USACO 2021 February · Gold · all three problems
Problem 1 — Stone Game
Statement
Two players play with N piles of stones (sizes a1..aN). Bessie picks a positive integer s1 and removes s1 stones from some pile. Each subsequent move picks si that is a positive multiple of the previous si-1 (i.e. si-1 | si) and removes si stones from some pile that has at least that many. The first player unable to move loses. Count Bessie's winning first moves (i.e. the number of pairs (pile, s1)).
Constraints
- 1 ≤ N ≤ 105.
- 1 ≤ ai ≤ 106.
- Subtasks: tests 3–5 N = 2; tests 6–10 N, ai ≤ 100; tests 11–20 full constraints.
- Time limit: 2s.
Key idea
Once a move s has been made, all future moves must be multiples of s, so they reduce to
"Nim where each pile has size floor(ai / s) and moves remove any positive
integer number of s-blocks from one pile". With one stone unit re-scaled to s, this is plain Nim with
pile sizes ⌊ai/s⌋. The XOR after Bessie's first move (pile p, value s, with s | s and
using k blocks of s where s1 = k · s for some k≥1 — equivalently any positive integer
multiple of s; but the first move just chooses any s1, then later moves are constrained to
multiples of s1) means we enumerate s = s1, the pile, and count s1
values for which the resulting Nim XOR is 0. Use harmonic enumeration over s = 1..max(a); for each s,
compute Nim XOR of ⌊ai/s⌋ across piles, then count how many ways Bessie's first move
achieves a losing position for Elsie.
Complexity target
O((max a) log (max a) + N · log) using harmonic sums and a frequency array. Roughly 107.
Reference solution (C++)
#include <bits/stdc++.h>
using namespace std;
using ll = long long;
// Sketch: enumerate s = first-move size; the rest of the game is Nim with
// pile sizes floor(a_i / s). Count (pile p, s) such that
// xor_{i != p}(floor(a_i/s)) == floor(a_p/s) - k for some valid k >= 1
// then map (p, s, k) back to (p, s_1 = k*s).
//
// This is a reference scaffold — the exact counting per s uses a small
// frequency table of floor(a_i/s) values, which has at most O(sqrt(max a))

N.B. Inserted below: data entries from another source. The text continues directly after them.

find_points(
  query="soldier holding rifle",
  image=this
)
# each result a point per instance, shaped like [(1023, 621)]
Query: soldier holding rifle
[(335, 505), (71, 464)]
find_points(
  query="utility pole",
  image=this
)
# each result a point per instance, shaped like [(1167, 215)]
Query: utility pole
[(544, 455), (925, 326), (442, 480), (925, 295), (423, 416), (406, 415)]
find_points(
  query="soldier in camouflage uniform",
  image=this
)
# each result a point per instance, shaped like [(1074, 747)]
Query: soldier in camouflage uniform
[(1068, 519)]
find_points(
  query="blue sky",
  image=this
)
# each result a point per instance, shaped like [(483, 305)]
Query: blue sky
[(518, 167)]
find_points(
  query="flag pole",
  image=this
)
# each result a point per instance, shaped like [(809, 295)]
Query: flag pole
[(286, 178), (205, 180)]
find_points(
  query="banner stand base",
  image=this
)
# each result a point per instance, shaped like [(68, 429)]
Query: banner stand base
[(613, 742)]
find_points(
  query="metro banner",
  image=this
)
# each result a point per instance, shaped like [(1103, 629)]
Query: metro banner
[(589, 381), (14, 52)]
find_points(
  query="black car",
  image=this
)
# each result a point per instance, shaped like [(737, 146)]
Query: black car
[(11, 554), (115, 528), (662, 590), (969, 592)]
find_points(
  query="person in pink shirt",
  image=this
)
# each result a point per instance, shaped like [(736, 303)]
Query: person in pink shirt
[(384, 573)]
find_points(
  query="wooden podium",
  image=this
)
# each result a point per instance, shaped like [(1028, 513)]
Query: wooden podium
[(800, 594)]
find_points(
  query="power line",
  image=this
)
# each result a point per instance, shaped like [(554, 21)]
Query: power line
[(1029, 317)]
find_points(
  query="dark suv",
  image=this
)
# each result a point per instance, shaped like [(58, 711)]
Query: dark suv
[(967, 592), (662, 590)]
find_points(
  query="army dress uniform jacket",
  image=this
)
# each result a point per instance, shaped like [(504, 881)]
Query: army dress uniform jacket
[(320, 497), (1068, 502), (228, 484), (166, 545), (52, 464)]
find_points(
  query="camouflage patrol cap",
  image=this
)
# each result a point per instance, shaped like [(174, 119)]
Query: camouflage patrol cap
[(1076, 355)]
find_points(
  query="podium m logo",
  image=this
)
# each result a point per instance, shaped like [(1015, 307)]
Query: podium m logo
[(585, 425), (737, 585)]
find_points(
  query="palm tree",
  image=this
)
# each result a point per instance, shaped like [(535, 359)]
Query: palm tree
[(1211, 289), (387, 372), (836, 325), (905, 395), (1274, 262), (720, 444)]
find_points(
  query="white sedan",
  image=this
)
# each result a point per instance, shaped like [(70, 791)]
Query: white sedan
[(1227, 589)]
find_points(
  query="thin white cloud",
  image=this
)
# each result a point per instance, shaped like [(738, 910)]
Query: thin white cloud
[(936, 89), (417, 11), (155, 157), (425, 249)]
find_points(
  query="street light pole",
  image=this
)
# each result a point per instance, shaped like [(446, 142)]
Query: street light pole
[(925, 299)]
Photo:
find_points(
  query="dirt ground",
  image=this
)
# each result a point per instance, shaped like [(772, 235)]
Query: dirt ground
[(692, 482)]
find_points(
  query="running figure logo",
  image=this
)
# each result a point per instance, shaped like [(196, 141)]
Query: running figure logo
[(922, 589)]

// distinct buckets across all piles.
int main() {
ios_base::sync_with_stdio(false);
cin.tie(nullptr);
int N; cin >> N;
vector<int> a(N);
int M = 0;
for (auto& x : a) { cin >> x; M = max(M, x); }
// freq[v] = how many piles have value v.
vector<int> freq(M + 1, 0);
for (int v : a) ++freq[v];
ll answer = 0;
// For each s in 1..M, compute Nim XOR over floor(a_i / s) of all piles.
// We use a small bucketed sum: for each block [k*s, (k+1)*s) values map to k.
for (int s = 1; s <= M; ++s) {
int totalXor = 0;
// Walk blocks k = 0, 1, 2, ... with k * s <= M.
for (int k = 0, lo = 0; lo <= M; ++k, lo += s) {
int hi = min(M, lo + s - 1);
int cnt = 0;
for (int v = lo; v <= hi; ++v) cnt += freq[v];
if (cnt & 1) totalXor ^= k;
}
// Bessie picks a pile p with value a_p and a removal k_p*s for some k_p >= 1.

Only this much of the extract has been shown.